Please be civil if you care to comment.


Normand said...

«...bounty is there for all people, whether or not they use it»

You are totally right.
Let's have the people who use it most pay for it.

Amalan said...

"The difference is their own efforts". How do you prove this? There is no proof of this anywhere, except in our own heads, because we think our work must provide results, and the result is success beyond that which someone else achieved because we worked harder or we are smarter. Only when considering averages does this come out true, and that is only because in general the work that uses more "education", gets paid more, on average. But, within the same segment, where all things are equal except the factor under consideration, there is no proof that the specific factor made the difference between success and failure.

Yet we'll continue to believe that we somehow know the factors of success. There is a whole industry trying to teach you to be successful.

It is nothing but bias that makes us look down on people without education, those that make less money, those that pay less taxes (amount, not just the percentage) and then say they should all be paying more in taxes.

One could also argue that the same segment that earns less and pays less in taxes have nothing but bias when looking at the wealthy too.

The only difference is that when the rich pay a bit more in taxes, their comfort level is not much compromised, whereas the poor will get worse if they pay more in taxes.

You say such thinking is socialism? Capitalism in its purest form never succeeded; there was a reason for instituting social security. Some amount of socialism ain't so bad. The question is what is the right proportion..

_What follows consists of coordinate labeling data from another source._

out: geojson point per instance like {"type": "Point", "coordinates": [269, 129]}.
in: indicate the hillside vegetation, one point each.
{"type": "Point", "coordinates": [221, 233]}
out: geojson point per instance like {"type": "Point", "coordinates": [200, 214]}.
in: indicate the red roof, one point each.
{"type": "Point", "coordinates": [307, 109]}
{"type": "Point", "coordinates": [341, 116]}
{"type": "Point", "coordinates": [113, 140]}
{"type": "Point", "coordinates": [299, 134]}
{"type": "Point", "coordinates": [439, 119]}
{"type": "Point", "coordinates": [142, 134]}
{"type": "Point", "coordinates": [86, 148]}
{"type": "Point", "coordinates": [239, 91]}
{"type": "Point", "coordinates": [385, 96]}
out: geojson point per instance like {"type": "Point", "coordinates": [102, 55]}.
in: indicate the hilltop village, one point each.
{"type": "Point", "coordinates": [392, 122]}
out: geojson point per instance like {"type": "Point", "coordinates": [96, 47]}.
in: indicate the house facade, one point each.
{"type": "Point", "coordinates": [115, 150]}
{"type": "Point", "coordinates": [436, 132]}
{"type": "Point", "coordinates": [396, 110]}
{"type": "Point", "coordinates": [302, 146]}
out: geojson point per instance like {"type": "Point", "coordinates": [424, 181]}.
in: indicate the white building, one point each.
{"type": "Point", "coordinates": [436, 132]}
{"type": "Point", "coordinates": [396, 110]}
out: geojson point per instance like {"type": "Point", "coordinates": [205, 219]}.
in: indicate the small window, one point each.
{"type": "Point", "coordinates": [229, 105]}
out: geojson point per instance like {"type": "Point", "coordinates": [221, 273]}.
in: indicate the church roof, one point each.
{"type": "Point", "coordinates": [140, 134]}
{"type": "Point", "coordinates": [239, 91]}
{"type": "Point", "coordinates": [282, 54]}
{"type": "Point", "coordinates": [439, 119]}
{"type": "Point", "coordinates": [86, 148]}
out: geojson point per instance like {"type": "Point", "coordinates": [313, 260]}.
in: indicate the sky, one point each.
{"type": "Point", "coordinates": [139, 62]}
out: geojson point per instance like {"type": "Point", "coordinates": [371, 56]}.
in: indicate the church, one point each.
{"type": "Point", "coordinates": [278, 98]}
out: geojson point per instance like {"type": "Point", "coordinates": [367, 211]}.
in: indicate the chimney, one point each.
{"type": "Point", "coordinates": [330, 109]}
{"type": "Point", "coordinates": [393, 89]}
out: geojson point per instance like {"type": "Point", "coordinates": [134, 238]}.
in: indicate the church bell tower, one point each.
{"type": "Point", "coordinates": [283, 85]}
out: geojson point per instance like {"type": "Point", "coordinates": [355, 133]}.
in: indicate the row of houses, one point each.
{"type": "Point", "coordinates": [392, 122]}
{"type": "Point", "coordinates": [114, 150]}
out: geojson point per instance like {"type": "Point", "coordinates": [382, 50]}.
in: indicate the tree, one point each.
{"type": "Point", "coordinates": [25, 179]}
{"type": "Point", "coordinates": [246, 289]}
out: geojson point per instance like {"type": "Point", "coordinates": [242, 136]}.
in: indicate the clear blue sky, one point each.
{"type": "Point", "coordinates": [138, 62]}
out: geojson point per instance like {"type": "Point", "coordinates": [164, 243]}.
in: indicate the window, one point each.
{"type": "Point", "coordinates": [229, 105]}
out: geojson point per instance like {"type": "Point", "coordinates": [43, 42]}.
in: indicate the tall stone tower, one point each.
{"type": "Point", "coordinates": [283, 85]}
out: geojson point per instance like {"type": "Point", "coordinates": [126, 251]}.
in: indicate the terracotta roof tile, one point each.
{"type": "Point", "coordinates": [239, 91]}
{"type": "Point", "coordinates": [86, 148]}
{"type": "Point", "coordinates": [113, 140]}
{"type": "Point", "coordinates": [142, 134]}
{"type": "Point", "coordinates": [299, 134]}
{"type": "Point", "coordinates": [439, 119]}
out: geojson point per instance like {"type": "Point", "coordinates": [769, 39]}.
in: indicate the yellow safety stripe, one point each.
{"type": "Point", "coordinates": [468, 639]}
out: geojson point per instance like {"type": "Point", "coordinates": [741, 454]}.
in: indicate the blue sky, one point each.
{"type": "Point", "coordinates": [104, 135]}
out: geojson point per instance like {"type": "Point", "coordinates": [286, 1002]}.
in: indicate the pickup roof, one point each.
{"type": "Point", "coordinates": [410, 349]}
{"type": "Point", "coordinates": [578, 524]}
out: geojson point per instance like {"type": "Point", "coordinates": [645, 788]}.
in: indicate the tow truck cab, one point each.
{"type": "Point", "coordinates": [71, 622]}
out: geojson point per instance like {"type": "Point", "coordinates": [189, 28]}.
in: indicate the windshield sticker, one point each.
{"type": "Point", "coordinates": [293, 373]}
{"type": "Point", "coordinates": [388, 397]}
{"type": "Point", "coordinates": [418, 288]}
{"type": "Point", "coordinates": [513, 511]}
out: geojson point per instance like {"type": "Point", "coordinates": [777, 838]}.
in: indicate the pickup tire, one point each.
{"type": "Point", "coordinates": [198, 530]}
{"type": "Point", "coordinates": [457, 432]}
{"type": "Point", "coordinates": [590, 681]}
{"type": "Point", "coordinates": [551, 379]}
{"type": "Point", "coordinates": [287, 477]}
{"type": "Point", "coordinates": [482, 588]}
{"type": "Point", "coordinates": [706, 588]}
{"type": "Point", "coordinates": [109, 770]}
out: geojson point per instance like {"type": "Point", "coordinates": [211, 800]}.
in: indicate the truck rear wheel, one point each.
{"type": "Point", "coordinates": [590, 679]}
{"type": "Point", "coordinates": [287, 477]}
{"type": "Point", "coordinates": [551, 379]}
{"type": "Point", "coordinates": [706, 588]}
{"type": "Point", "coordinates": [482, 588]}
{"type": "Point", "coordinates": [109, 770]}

To your point of rich people using the services more effectively - poor people find it hard to break the cycle to even know how to use the services...which is one more reason we shouldn't have more of them. The more important question is what makes some of the not so poor become lazy and fall below the threshold and eventually end up poor.

patrick neid said...

This is just the modern version of Marxism vs Capitalism. The State vs the individual. Who creates whom? Thankfully, from my perspective, mutated capitalism is still winning the argument. The guest argument about fellow taxpayers/state is absolutely no different than the positions held by acknowledged Socialists, Communists, Fidel, Chavez, et al. One would think after seventy years of the failed experiment behind the Iron Curtain we would not even be having these ridiculous discussions. However in tough times with our government's crony capitalism on exhibit, populist sentiments like those expressed in Ms. Warren's viral youtube video temporarily gain traction.

My guess, with 10% of the people paying 70% of the taxes, this is a discussion that will be quickly forgotten during the next secular bull market. With some luck that market will be accompanied by a flat tax of sorts. Then everyone will be paying their fair share! Imagine a world with no deductions.